[英]Python Paramiko UTF-8 error when trying to stream file from SFTP server
I have a program in which I use Paramiko to get files from SFTP server.我有一个程序,我在其中使用 Paramiko 从 SFTP 服务器获取文件。 Originally I was pulling the file locally with get
and then processing through the file by opening the local copy.最初我使用get
在本地提取文件,然后通过打开本地副本来处理文件。 However, I am trying to avoid the get
and just read the file as a stream.但是,我试图避免get
并仅将文件作为流读取。 This is working fine until I encounter characters that are not UTF-8 - such as <96>.这工作正常,直到我遇到不是 UTF-8 的字符 - 例如 <96>。 The program gets an exception when this happens.发生这种情况时,程序会出现异常。 The problem is occurring on the line:问题出现在线路上:
for line in remote_file
So I am not able to get the data from the stream.所以我无法从流中获取数据。 I have seen mention of decoding and re-encoding but I don't see any way to be able to do this since I am not being given the data by Paramiko.我已经看到提到解码和重新编码,但我没有看到任何方法可以做到这一点,因为 Paramiko 没有向我提供数据。

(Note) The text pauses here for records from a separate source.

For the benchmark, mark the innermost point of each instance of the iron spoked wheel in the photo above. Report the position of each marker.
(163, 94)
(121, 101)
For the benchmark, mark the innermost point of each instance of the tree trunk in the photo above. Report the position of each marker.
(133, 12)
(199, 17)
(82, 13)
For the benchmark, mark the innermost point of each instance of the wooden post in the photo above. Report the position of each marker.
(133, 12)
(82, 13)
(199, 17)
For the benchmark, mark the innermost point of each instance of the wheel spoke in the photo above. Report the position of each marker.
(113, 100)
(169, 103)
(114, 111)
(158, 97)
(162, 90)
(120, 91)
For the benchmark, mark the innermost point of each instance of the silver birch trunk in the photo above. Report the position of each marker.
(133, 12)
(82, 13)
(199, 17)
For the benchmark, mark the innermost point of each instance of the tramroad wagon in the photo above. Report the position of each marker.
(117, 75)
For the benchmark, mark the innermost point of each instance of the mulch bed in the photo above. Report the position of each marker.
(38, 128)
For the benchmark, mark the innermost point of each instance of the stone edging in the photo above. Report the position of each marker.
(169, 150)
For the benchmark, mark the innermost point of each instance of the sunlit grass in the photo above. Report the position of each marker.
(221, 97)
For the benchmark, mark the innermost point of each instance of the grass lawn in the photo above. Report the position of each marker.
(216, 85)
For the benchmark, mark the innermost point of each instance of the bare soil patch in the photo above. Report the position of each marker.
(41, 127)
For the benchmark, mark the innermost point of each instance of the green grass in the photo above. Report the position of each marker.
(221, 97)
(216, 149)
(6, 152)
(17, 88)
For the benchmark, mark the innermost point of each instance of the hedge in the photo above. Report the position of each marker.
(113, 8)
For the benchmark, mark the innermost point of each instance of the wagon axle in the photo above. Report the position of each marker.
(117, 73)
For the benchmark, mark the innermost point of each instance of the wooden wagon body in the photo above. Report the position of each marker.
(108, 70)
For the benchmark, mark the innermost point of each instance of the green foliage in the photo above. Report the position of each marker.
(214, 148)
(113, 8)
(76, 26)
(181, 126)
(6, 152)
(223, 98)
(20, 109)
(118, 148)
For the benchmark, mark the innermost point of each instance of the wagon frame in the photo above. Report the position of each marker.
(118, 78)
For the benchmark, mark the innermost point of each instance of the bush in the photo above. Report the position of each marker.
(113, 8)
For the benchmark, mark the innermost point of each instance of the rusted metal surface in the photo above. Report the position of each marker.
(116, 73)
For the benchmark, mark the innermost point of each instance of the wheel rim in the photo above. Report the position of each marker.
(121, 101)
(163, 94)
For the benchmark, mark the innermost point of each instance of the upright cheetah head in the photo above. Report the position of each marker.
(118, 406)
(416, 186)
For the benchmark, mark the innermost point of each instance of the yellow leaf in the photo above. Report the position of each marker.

Is there a Paramiko parameter that says what to do or provides some way to just get the raw data?是否有 Paramiko 参数说明要做什么或提供某种方法来获取原始数据? How do I get around this issue?我该如何解决这个问题?
Below is the code being processed - the first 3 lines establish the connection.下面是正在处理的代码 - 前 3 行建立连接。 Then I have some code (not shown) where I filter through the directory find a list of files about which I care.然后我有一些代码(未显示),我在其中过滤目录,找到我关心的文件列表。 The next to last line opens a connection to the file on the SFTP server.倒数第二行打开与 SFTP 服务器上文件的连接。 The last line is where the error occurs - I have a try
block around the whole block of code.最后一行是发生错误的地方 - 我在整个代码块周围有一个try
块。 When the exception is hit the error that is returned is当异常被击中时,返回的错误是
UnicodeDecodeError: 'utf-8' codec can't decode byte 0x96 in position 124: invalid start byte UnicodeDecodeError: 'utf-8' 编解码器无法解码位置 124 中的字节 0x96:起始字节无效
ftpTransport = paramiko.Transport((FTPSERVER, FTPPORT))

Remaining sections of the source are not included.